Celebrating April Fools’ Day; Tricking people throughout history

Kimberly Allen, Reporter

     April Fools’ Day happens on the first day of April in most countries, and is a day where people play pranks on each other. April Fools’ Day could even have relations farther back in history than to what is now as a modern annual holiday. The real joke of April Fools’ Day is that no one truly knows where it originated from, or even when.

     It’s just human nature to play jokes, and it always has been, according to historians. One of the guesses at the origin of April Fools’ Day dates all the way back to Roman times. According to the New World Encyclopedia, Hilaria is a Roman festival that can also be translated to cheerful times, and it honors the goddess Cybele. This festival celebrates the resurrection of Cybele’s dead lover Attis. It was a day to be joyful about, people would celebrate by dressing up and imitating each other.

     According to the Library of Congress Blogs, some historians have even said that the holiday comes from France, when they switched from the Julian calendar to the Gregorian calendar.
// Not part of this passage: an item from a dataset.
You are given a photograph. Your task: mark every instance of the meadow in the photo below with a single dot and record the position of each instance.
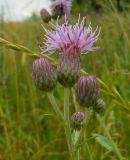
(29, 129)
Not everyone in France switched to the new change, so those who continued to follow the old ways were often called “poisson d’avril.” It’s an insult that has the purpose of calling those people who use the old calendar gullible. The name ‘April Fish’ implies that it is easier to catch fish in that season, making them also easier to trick.

     In modern history, newspapers, news stations, and radio stations have all had their fun in tricking people on April 1. For example, in 1957, the  BBC played a prank on its viewers by showing harvesters in Switzerland picking spaghetti off of trees. In 2008, the BBC played another prank on its audience by saying that penguins could fly.